NIH Funding Fewer Clinical Trials, Study Suggests

The trials are not becoming larger—so the overall trend may threaten an important aspect of NIH’s mission

The number of clinical trials funded by the National Institutes of Health has declined since 2005, according to a new study by researchers at the Johns Hopkins Bloomberg School of Public Health. During the same period, average trial sizes were observed to be smaller, with only 10 percent of trials enrolling more than 500 participants.

Clinical trials, which are research studies involving human participants, are part of NIH’s core mission. NIH-funded clinical trials can test promising treatments that may not have commercial potential, and they are also considered to be impartial. NIH-funded clinical trials have laid the groundwork for many lifesaving treatments, as well as over-the-counter pain relievers people might take for a headache.
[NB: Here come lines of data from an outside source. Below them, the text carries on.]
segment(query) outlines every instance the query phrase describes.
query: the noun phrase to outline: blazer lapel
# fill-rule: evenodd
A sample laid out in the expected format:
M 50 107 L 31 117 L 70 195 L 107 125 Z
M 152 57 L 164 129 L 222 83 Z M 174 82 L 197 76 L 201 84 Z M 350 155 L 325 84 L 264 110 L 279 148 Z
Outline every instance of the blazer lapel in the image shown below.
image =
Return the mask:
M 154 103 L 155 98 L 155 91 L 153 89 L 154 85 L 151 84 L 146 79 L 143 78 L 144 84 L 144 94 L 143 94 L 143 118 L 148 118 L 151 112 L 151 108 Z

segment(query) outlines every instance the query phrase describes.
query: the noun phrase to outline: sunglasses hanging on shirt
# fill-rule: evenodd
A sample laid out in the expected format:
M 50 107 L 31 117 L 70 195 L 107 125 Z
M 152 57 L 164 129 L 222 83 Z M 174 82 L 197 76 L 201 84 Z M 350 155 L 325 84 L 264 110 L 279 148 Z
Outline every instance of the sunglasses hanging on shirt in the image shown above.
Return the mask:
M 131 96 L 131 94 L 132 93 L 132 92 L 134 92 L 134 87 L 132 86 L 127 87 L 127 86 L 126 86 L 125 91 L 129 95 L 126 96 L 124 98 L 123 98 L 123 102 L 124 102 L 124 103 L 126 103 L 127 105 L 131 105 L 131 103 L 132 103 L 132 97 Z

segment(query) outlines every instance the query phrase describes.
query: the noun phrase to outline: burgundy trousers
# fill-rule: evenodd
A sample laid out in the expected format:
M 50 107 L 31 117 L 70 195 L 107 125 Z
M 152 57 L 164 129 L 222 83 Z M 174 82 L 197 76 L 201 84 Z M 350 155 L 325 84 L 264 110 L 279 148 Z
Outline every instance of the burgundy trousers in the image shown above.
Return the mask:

The findings, published in the February 2018 issue of the journal Clinical Trials, suggest that NIH, due largely to declines in its budget in real terms, has been steadily losing its capability to support clinical trials research and conduct.

“The number of clinical trials NIH funds each year is declining, and that’s not because the trials are getting larger, so the power of that tool is diminishing,” says senior author Curtis Meinert, PhD, professor in the Department of Epidemiology at the Bloomberg School.

Meinert and colleagues, including first author Gillian K. Gresham, a PhD candidate in the Bloomberg School’s Department of Epidemiology, analyzed NIH-funded clinical trials registered between 2005 and 2015 in the ClinicalTrials.gov database.

The raw numbers told much of the story: From 2005 to 2015 the number of NIH-funded clinical trials registered annually fell from 1,580 to 930, a drop of more than 40 percent. Over the decade, the NIH funded a total of 12,987 clinical trials that were registered.

“One would have hoped that this decline in numbers was compensated by a rise in larger-scale, higher-quality trials, but that wasn’t so,” Meinert says. The annual numbers for the smallest, phase 1 trials (early development) showed little change during the study period. However, the larger phase 2 and phase 3 trials (middle-development), and phase 4 trials (late-development) – which follow FDA approval of an intervention – fell steadily. The number of trials that were randomized – a key feature of trials that helps reduce systematic error in research – was also lower than expected.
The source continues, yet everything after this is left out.